Second, secure the collaboration of the company and make sure that they are willing to give you access and permission to publish the case. This is essential to understand their thought process and to knowing exactly what happened and why (including the alternative solutions that they considered but rejected, which should be mentioned in the case).

Third, focus on an exciting industry or company. If everything else is equal, students will be more motivated to prepare the case if it is about an industry or company that they are interested in (for example, a company that is recruiting!). It is even better if the case is motivating (eg, about a success rather than a failure) because it will motivate students to continue to learn about the issue and will build the confidence necessary for action.

Favourite case

My most recent case, L’Oréal in China (2013), is my favourite of all those I’ve written. First, because it is a case about a fundamental strategic issue: should you position your brand on functional or on lifestyle benefits? The answer is surprising and the results are terrific. Second, because it allows students to learn about the Chinese consumer markets, the largest in the world, with a particular focus on the Chinese love affair with luxury, social media, and e-commerce. L’Oréal gave us unprecedented access, allowing us to create dozens of short video interviews with its management team, its retailers, and end consumers, which are available on the instructor web site

Most admired

I love the Steinway & Sons: Buying a Legend case by John T Gourville and Joseph B Lassiter III because it creates passionate discussions between students (especially the musicians) who want to preserve the brand’s high-end, niche strategy heritage as the maker of the world’s pre-eminent vertical and grand pianos, and the more business-oriented ones who believe a bolder, more aggressive plan is needed.

I think that the quality of a case depends a lot on the quality of the information provided to the teachers. That’s why I have created a website for all my cases, where instructors can download a detailed teaching note with step-by-step advice on how to teach the case, many videos (including interviews and television commercials), a PowerPoint presentation that I use in class, and a video of me teaching at INSEAD. 

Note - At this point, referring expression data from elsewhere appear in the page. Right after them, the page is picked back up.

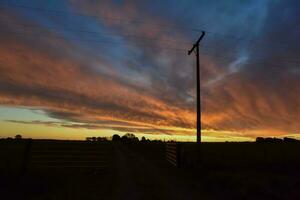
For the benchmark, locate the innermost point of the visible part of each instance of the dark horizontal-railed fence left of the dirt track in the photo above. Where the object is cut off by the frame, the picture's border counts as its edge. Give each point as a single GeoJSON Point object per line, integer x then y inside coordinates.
{"type": "Point", "coordinates": [32, 155]}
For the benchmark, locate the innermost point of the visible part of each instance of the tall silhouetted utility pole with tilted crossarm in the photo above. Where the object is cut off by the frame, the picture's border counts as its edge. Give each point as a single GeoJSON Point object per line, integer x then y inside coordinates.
{"type": "Point", "coordinates": [196, 46]}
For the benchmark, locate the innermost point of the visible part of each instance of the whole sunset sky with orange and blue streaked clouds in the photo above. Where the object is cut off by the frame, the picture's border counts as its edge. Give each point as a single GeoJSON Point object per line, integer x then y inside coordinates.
{"type": "Point", "coordinates": [71, 69]}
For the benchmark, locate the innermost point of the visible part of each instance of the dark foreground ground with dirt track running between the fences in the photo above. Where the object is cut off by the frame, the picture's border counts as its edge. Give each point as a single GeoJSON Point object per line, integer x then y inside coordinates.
{"type": "Point", "coordinates": [140, 171]}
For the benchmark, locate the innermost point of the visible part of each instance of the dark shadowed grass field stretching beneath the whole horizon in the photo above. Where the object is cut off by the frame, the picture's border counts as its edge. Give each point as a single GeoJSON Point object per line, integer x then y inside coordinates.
{"type": "Point", "coordinates": [107, 170]}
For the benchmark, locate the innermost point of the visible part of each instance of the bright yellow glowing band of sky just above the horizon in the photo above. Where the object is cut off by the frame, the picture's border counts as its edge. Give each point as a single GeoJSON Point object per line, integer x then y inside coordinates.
{"type": "Point", "coordinates": [42, 129]}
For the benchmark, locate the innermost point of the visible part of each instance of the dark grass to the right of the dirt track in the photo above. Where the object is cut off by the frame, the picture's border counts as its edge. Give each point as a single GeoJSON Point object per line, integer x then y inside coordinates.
{"type": "Point", "coordinates": [235, 170]}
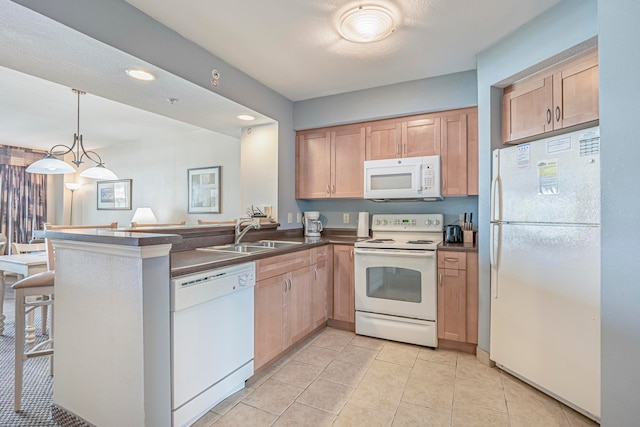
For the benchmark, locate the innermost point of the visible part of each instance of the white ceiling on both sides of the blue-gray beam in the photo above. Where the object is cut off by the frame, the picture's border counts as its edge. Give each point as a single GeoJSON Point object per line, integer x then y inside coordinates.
{"type": "Point", "coordinates": [290, 46]}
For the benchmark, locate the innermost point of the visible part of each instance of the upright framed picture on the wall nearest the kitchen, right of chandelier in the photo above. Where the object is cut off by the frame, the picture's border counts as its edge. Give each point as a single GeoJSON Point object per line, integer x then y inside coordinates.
{"type": "Point", "coordinates": [204, 189]}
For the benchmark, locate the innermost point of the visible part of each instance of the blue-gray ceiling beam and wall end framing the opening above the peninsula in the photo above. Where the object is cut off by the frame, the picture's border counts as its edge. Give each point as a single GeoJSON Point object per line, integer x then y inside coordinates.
{"type": "Point", "coordinates": [124, 27]}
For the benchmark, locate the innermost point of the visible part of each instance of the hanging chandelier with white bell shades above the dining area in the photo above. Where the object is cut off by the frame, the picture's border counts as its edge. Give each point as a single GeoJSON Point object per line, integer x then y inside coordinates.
{"type": "Point", "coordinates": [50, 165]}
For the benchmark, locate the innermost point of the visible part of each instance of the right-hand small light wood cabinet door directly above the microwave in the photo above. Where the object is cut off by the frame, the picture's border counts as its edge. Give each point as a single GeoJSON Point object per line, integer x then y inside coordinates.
{"type": "Point", "coordinates": [421, 137]}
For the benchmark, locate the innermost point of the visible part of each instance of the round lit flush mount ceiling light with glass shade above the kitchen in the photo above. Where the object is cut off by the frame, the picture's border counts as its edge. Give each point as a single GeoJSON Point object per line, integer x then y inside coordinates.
{"type": "Point", "coordinates": [366, 24]}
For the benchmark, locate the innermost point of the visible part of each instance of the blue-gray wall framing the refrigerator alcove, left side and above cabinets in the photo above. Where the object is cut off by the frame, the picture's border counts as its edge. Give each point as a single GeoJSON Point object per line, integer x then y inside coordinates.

View cases written by Pierre

About the author

Pierre Chandon is the L’Oréal Chaired Professor of Marketing, Innovation and Creativity at INSEAD, Fontainebleau, France, and the Director of the INSEAD Social Science Research Centre. He has been nominated multiple times for the Best Teacher award and has received the Dean’s Commendation for Excellence in Teaching every year since its inception. Before joining INSEAD, Pierre was at London Business School and the University of North Carolina at Chapel Hill. He has also held visiting positions at Kellogg School of Management, The Wharton School, and Harvard Business School.

His primary research interests focus on the effects of marketing (for example, packaging design and health claims) and emotions (for example, football defeats) on food choices. He has published in marketing and psychology journals, such as Psychological Science, Journal of Consumer Research, Journal of Marketing Research, and Journal of Marketing and also in nutrition and medical journals, such as Obesity, Nutrition Reviews, and Annals of Internal Medicine. His research has been the subject of media coverage in Europe and in the US by, among others, The New York Times, The Economist, The Financial Times, The Wall Street Journal, USA Today, NPR, Cosmopolitan, and the Rush Limbaugh show.

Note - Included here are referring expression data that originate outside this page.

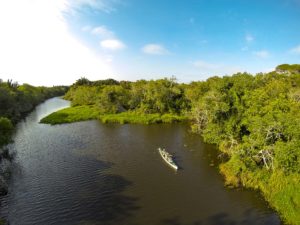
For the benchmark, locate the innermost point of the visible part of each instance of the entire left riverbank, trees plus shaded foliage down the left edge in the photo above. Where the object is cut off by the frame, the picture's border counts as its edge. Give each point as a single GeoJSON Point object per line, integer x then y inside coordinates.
{"type": "Point", "coordinates": [17, 101]}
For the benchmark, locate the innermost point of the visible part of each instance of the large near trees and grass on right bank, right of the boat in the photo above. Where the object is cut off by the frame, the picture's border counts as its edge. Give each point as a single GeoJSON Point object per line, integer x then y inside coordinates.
{"type": "Point", "coordinates": [255, 121]}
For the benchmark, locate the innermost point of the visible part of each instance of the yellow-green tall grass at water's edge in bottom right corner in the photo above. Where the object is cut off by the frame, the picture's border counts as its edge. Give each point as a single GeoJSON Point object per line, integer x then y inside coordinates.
{"type": "Point", "coordinates": [281, 190]}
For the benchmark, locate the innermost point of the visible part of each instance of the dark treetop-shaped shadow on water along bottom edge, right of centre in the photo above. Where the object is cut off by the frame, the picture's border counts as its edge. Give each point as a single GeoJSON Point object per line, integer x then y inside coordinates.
{"type": "Point", "coordinates": [224, 219]}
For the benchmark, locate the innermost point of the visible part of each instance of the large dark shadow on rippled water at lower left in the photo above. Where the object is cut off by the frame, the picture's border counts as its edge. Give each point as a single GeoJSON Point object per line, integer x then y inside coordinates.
{"type": "Point", "coordinates": [83, 195]}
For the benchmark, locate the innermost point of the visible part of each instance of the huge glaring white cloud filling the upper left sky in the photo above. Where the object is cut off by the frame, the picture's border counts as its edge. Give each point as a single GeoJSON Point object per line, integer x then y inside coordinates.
{"type": "Point", "coordinates": [37, 47]}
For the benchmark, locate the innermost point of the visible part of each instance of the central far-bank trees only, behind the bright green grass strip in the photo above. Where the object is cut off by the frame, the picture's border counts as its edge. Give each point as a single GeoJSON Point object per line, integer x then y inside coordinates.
{"type": "Point", "coordinates": [159, 96]}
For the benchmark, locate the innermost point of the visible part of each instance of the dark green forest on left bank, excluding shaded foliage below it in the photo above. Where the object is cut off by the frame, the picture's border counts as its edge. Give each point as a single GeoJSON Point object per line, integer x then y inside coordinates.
{"type": "Point", "coordinates": [17, 100]}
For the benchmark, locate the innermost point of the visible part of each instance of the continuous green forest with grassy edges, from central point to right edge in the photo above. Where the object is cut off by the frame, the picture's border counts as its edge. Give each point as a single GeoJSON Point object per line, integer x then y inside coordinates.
{"type": "Point", "coordinates": [254, 121]}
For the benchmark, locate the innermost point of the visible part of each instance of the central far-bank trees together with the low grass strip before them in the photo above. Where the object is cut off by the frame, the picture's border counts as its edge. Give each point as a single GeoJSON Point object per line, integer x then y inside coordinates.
{"type": "Point", "coordinates": [109, 100]}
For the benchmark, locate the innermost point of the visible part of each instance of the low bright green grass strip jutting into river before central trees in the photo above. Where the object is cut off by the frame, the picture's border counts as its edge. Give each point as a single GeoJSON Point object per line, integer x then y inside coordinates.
{"type": "Point", "coordinates": [83, 113]}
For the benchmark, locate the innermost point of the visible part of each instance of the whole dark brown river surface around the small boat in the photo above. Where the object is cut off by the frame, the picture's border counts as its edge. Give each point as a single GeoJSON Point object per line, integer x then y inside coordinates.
{"type": "Point", "coordinates": [109, 174]}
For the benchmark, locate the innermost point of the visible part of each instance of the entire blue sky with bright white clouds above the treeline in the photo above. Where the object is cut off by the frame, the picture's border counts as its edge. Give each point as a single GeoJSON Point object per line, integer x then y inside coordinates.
{"type": "Point", "coordinates": [55, 42]}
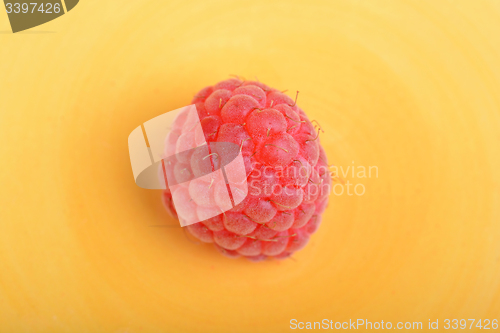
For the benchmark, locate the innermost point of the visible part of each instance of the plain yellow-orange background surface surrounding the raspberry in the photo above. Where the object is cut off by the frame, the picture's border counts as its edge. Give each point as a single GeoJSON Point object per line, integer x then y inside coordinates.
{"type": "Point", "coordinates": [412, 87]}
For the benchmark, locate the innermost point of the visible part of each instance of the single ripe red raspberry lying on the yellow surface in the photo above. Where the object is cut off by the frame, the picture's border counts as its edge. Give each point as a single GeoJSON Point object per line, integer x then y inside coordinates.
{"type": "Point", "coordinates": [286, 169]}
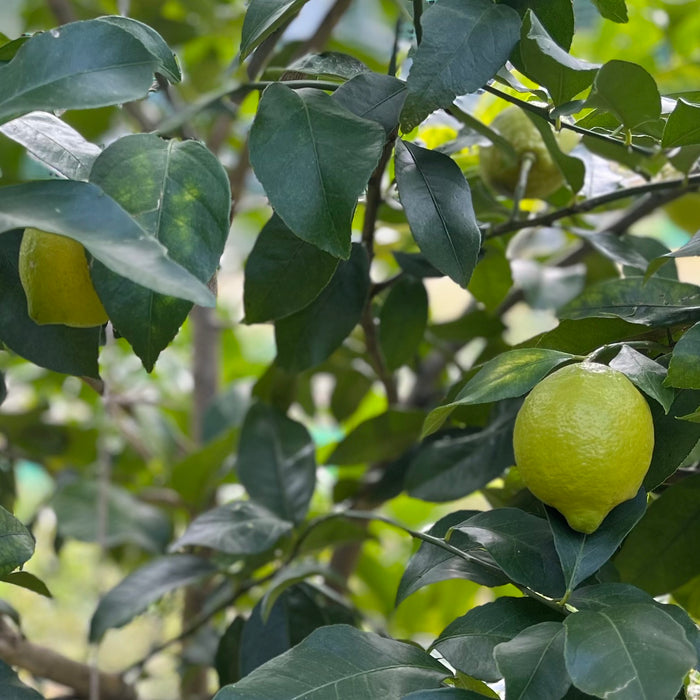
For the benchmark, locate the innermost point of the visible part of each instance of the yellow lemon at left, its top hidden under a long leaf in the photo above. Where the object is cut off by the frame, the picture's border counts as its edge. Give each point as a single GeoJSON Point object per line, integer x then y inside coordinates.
{"type": "Point", "coordinates": [55, 276]}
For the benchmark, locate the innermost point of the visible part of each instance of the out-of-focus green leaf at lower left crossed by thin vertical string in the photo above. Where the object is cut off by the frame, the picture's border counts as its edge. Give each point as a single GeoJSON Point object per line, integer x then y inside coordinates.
{"type": "Point", "coordinates": [129, 520]}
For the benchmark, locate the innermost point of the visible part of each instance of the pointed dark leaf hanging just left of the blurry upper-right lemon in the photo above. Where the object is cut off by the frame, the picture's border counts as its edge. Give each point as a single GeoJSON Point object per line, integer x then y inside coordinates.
{"type": "Point", "coordinates": [438, 205]}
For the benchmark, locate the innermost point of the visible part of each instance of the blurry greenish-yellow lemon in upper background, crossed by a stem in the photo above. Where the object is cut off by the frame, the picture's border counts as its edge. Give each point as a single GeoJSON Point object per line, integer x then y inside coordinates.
{"type": "Point", "coordinates": [502, 175]}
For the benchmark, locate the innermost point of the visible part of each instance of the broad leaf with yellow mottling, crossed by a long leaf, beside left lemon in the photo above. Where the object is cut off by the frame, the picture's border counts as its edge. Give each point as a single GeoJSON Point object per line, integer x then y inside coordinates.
{"type": "Point", "coordinates": [179, 193]}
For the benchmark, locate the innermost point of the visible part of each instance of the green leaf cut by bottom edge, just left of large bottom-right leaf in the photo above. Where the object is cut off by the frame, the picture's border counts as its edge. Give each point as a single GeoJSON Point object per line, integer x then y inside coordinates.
{"type": "Point", "coordinates": [532, 663]}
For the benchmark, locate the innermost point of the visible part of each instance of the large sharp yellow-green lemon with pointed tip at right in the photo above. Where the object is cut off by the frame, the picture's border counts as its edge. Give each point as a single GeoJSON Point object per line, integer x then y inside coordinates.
{"type": "Point", "coordinates": [583, 441]}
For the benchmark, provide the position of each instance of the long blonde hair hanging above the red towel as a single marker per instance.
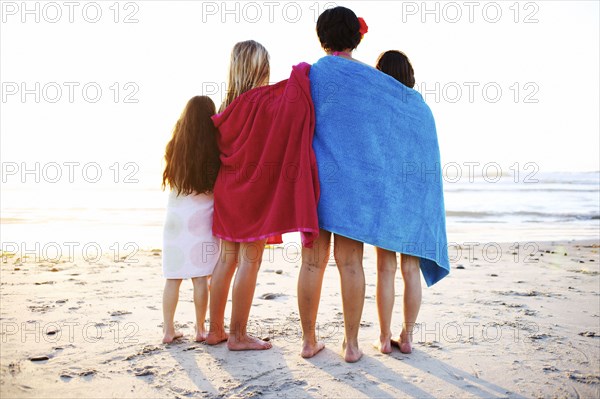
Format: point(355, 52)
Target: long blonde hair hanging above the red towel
point(248, 69)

Pierre received the 2012 O’Dell award for his Journal of Marketing Research article on calorie underestimation, which was judged to have made the most significant long-term contribution to marketing. He has also written numerous award-winning case studies and his cases have won a number of awards from The Case Centre, including the Overall Award Winner twice: in 2008 with Unilever in Brazil, and in 2012 with Renova Toilet Paper: Avant-Garde Marketing in a Commoditized Category. He has worked with many consumer and luxury goods companies, including Danone, Procter & Gamble, Unilever, Ferrero, LVMH, and L’Oréal, as well as for various governmental organisations.